Training with ECAS: a complete workflow for the computation and visualization of a climate indicator
This notebook guides you through the implementation and execution of a sample climate indicator exploiting the features provided by the ECAS environment and, in particular, those provided by the Ophidia Framework. The ENES Climate Analytics Service (ECAS) is one of the EOSC-Hub Thematic Services. It builds on top of the Ophidia big data analytics framework with additional components and services from the INDIGO-DataCloud software stack, EUDAT and EGI e-infrastructures.
The goal of this training is to give an overview of the features available in ECAS while implementing a real indicator from the extreme climate indices set. This list comprises 27 indices based on daily temperatures or daily precipitation amount, defined with the purpose to analyze extreme events. The indicator that you’re going to implement during this training is the Daily temperature range (DTR): i.e. the monthly mean difference between the maximum and minimum daily temperatures. The full list of indices is provided http://etccdi.pacificclimate.org/list_27_indices.shtml.

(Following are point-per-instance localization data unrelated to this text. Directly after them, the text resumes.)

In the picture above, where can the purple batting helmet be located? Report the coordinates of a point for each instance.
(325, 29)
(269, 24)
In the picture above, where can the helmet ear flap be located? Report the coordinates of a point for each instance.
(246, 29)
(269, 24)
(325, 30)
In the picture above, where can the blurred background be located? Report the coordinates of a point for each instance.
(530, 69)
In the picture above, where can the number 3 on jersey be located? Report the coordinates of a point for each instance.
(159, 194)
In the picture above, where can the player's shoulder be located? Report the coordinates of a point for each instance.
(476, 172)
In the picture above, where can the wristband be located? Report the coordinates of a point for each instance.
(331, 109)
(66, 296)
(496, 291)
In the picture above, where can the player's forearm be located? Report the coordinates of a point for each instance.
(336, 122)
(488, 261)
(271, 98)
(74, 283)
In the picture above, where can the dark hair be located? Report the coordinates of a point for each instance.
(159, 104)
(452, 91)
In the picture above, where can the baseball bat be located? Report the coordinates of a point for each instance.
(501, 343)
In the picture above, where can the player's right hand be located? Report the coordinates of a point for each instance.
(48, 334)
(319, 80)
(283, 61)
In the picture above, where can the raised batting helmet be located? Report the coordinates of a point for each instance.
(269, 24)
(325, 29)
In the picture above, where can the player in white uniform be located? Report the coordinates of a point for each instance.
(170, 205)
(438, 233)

The training session will be completely carried out in this Jupyter Notebook using python code and the set of modules and libraries available in the ECASlab. Among these, one of the main modules is PyOphidia, the Ophidia python bindings, which integrates the features to interact with the Ophidia Framework, B2DROP and python environment. Please run the code blocks in the order specified to avoid any issue.
This session focuses on the PyOphidia module but if you are interested in learning additional features related to the Ophidia Framework, you can check the official documentation on the Ophidia website.
Before starting the actual implementation of the indicator, let’s play a little with the basic features of PyOphidia.
1. Getting started with PyOphidia
PyOphidia is a Python package used to interact with the Ophidia Framework and it provides a convenient way to submit requests to an Ophidia server or to develop your own application using Python. It runs on Python 2 or 3 and provides 2 main modules:
client.py: low level class to submit any type of requests (simple tasks and workflows);
cube.py: high level cube-oriented class to interact directly with cubes.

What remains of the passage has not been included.